La stratégie de Taïwan face à la pandémie : quels enseignements pour les pays européens ?

Résumé

Taïwan, démocratie prospère de 23 millions d’habitants, s’est protégée particulièrement efficacement de l’épidémie de Covid-19. Pendant 16 mois, entre janvier 2020 et avril 2021, elle a enregistré au total moins de 1 200 cas avérés, dont seulement une centaine de transmissions locales, et 12 morts. Confrontée à un épisode de contamination communautaire à partir de mai 2021, l’île est parvenue en deux mois à ramener le nombre quotidien de cas en dessous de 20 fin juillet, sans imposer de confinement aussi strict qu’en Europe. La stratégie qui lui a permis de faire face à l’épidémie avec un tel succès constitue une utile source d’enseignements.
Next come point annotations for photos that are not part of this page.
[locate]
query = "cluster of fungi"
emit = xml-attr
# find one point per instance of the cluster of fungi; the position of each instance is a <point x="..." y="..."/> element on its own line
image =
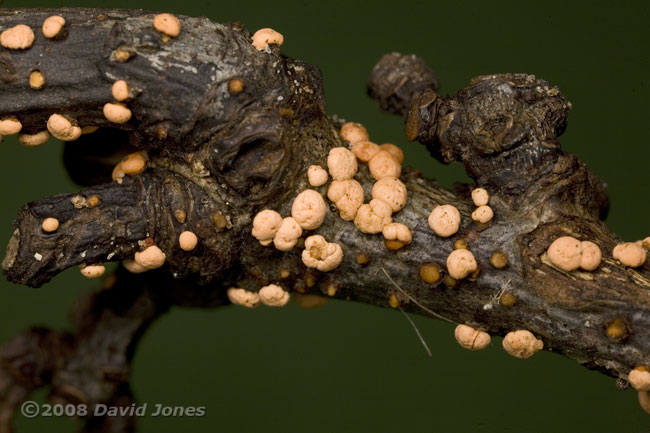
<point x="220" y="167"/>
L’expérience taïwanaise doit d’abord encourager à améliorer et à rendre plus autonomes les outils nationaux de vigilance et de réponse épidémique, les alertes et recommandations de l’Organisation mondiale de la santé (OMS) s’étant révélées insuffisantes. L’exemple de Taïwan a illustré le bénéfice sanitaire de l’adoption de mesures beaucoup plus précoces et rigoureuses que ce que recommandait l’Organisation.

Les pays européens doivent ensuite se poser la question de l’articulation entre science et société face à une telle crise épidémique. En effet, au moment où la plupart des experts européens en santé publique minimisaient le risque épidémique dans les premières semaines de la crise, début 2020, les experts taïwanais, comme ceux de nombreux pays asiatiques, alertaient au contraire leurs autorités et les populations sur la gravité potentielle de la situation. Il serait utile de comprendre les raisons de cette carence initiale de l’expertise européenne, et les raisons pour lesquelles les alertes provenant des spécialistes asiatiques n’ont pas été entendues en Europe. En outre, dans la suite de l’épidémie, s’est installé un déficit chronique de confiance des populations européennes envers le consensus scientifique, consensus lui-même fragilisé de l’intérieur par des experts contestataires très médiatisés. La population de Taïwan, au contraire, a largement fait confiance aux experts, et ces derniers ont fait front commun à la fois entre eux et avec les autorités chargées de la gestion de l’épidémie, ce qui a considérablement accéléré et renforcé l’adoption par la population des mesures de protection.

L’expérience de Taïwan illustre enfin que les régimes démocratiques ne sont pas moins bien armés que les régimes autoritaires pour lutter vigoureusement contre la propagation d’une épidémie, à condition de faire pleinement et sans tarder usage de l’arsenal sanitaire à leur disposition. Le bilan en termes de restrictions des libertés individuelles est a posteriori très nettement favorable à la méthode choisie à Taïwan, qui a imposé des contraintes d’isolement très fortes mais très ciblées sur les personnes infectées, les cas contacts et les voyageurs en provenance de l’étranger, et qui a ainsi évité, ou au moins retardé, une partie importante des contraintes imposées dans les pays européens à l’ensemble de la population lors des confinements généralisés. Cette stratégie taïwanaise, dont les bénéfices en termes de mortalité et de santé publique sont évidents, s’est donc aussi révélée, jusqu’à présent, beaucoup moins coûteuse économiquement, socialement et budgétairement que la politique de gestion du « vivre avec » qui s’est imposée dans un grand nombre de pays.